The official Chinese account of Xi’s meeting with Ebrahim Raisi gave no indication whether they discussed Russia’s attack on Ukraine. Tehran supplied military drones to Russian President Vladimir Putin’s government but says they were delivered before the war began.
Xi expressed support for Raisi’s government in language Beijing uses to criticize Washington’s domination of global affairs. China and Iran portray themselves, alongside Moscow, as counterweights to American power.
In a statement carried by Chinese state TV on its website, Xi said, “China supports Iran in safeguarding national sovereignty” and “resisting unilateralism and bullying.”
Xi and Raisi attended the signing of 20 cooperation agreements including trade and tourism, the Chinese government announced. Those add to a 25-year strategy agreement signed in 2021 to cooperate in developing oil, industry and other fields.
China is one of the biggest buyers of Iranian oil and a source of investment.
Iran has struggled for years under trade and financial sanctions imposed by Washington and other Western governments over what they say is Tehran’s efforts to develop nuclear weapons, an accusation the Iranian government denies.

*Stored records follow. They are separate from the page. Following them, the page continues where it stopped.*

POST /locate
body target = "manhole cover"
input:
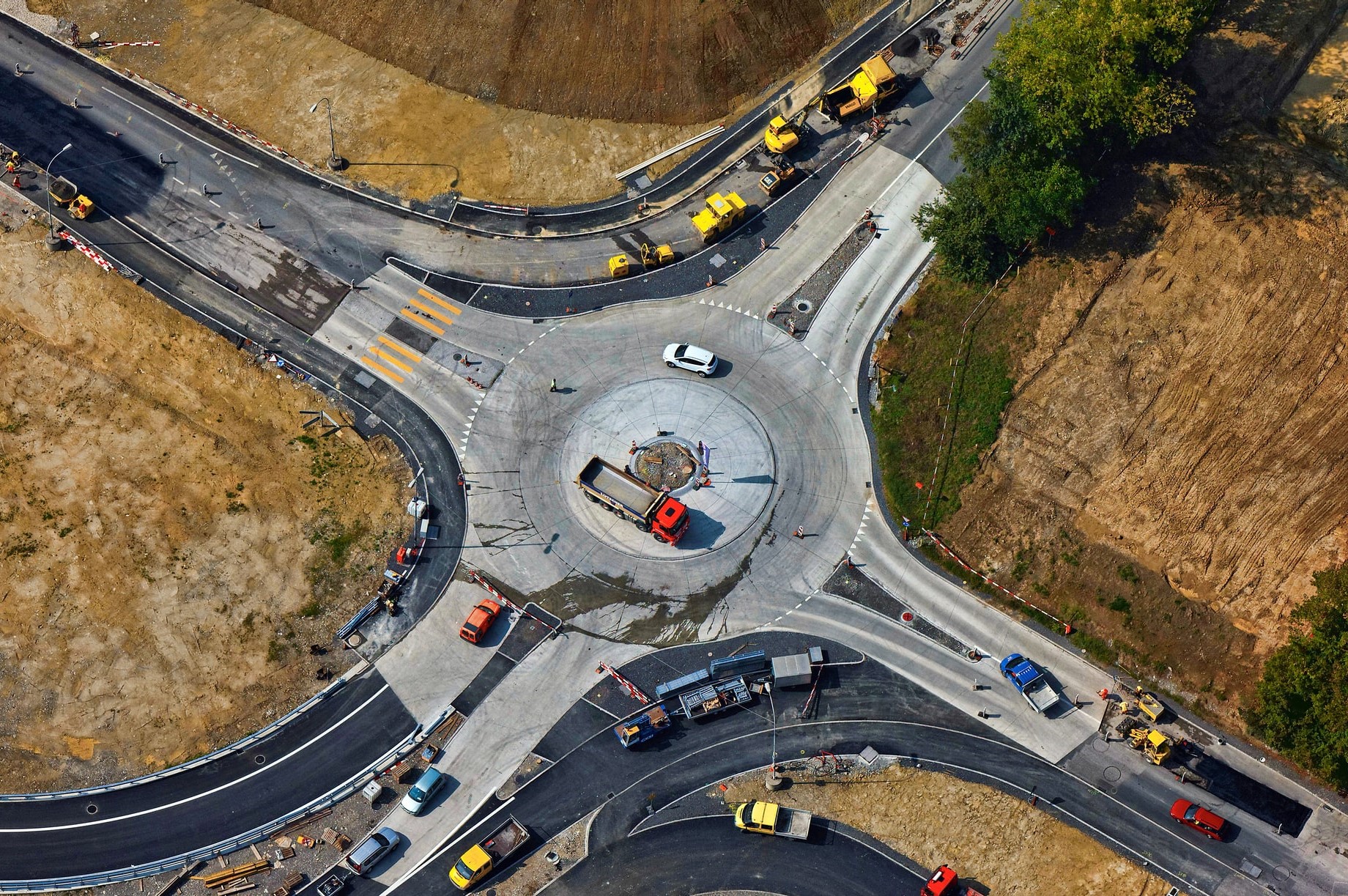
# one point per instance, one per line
(664, 465)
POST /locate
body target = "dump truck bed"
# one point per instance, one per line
(630, 492)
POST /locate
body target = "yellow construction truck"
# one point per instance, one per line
(67, 197)
(864, 91)
(720, 216)
(659, 256)
(781, 135)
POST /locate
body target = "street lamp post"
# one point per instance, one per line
(335, 160)
(51, 223)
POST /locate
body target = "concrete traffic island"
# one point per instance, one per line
(673, 422)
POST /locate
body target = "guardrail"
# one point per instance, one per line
(259, 833)
(193, 763)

The United States government cut off Iran’s access to the network that connects global banks in 2018.
In July, 2022, United States sanctioned a group of front companies and individuals tied to the sale and shipment of Iranian petroleum and petrochemical products to East Asia. The Treasury’s Office of Foreign Assets Control imposed the sanctions on several companies, including Iran-based Jam Petrochemical Co.
Also, last year, the U.S. took steps to punish Iran’s government after the death of 22-year-old Mahsa Amini. She was detained by the morality police, who said she did not properly cover her hair with the mandatory Islamic headscarf, known as the hijab. Amini collapsed at a police station and died three days later.
Her death set off protests in dozens of cities across the country, and the government responded with a fierce crackdown and the U.S. imposed sanctions on the morality police and the leaders of other Iranian law enforcement agencies, denying them access to any property or financial assets held in the U.S.

China Urged To Influence Iran
U.S. State Department Spokesperson, Ned Price urged China to influence Iran and lower potential threats in the region, saying that “would be in both of our interests.”
“The PRC has a role to play in very clearly signaling to Iran that its destabilizing activities, that its brinksmanship is not going to be rewarded, it’s not going to be countenanced. It is not something that the international community is prepared to sit idly by and watch,” Price said to reporters in Washington, referring to China by its official name, the People’s Republic of China.
Xi said Beijing “opposes external forces interfering in Iran’s internal affairs and undermining Iran’s security and stability,” according to the government statement. It said Xi promised to “work together on issues involving each other’s core interests,” but gave no details.
Raisi’s government did not immediately release details of the meeting, but the President called the two governments “friends in difficult situations” in a commentary published by the ruling Communist Party newspaper People’s Daily.
A Chinese Foreign Ministry Spokesperson, Wang Wenbin, asked whether Beijing was concerned that getting closer to Iran might complicate U.S.-Chinese ties, said their “friend relations” contribute to “promotion of peace and stability in the Middle East.”
“Our relations do not target any third parties,” Wang Wenbin disclosed.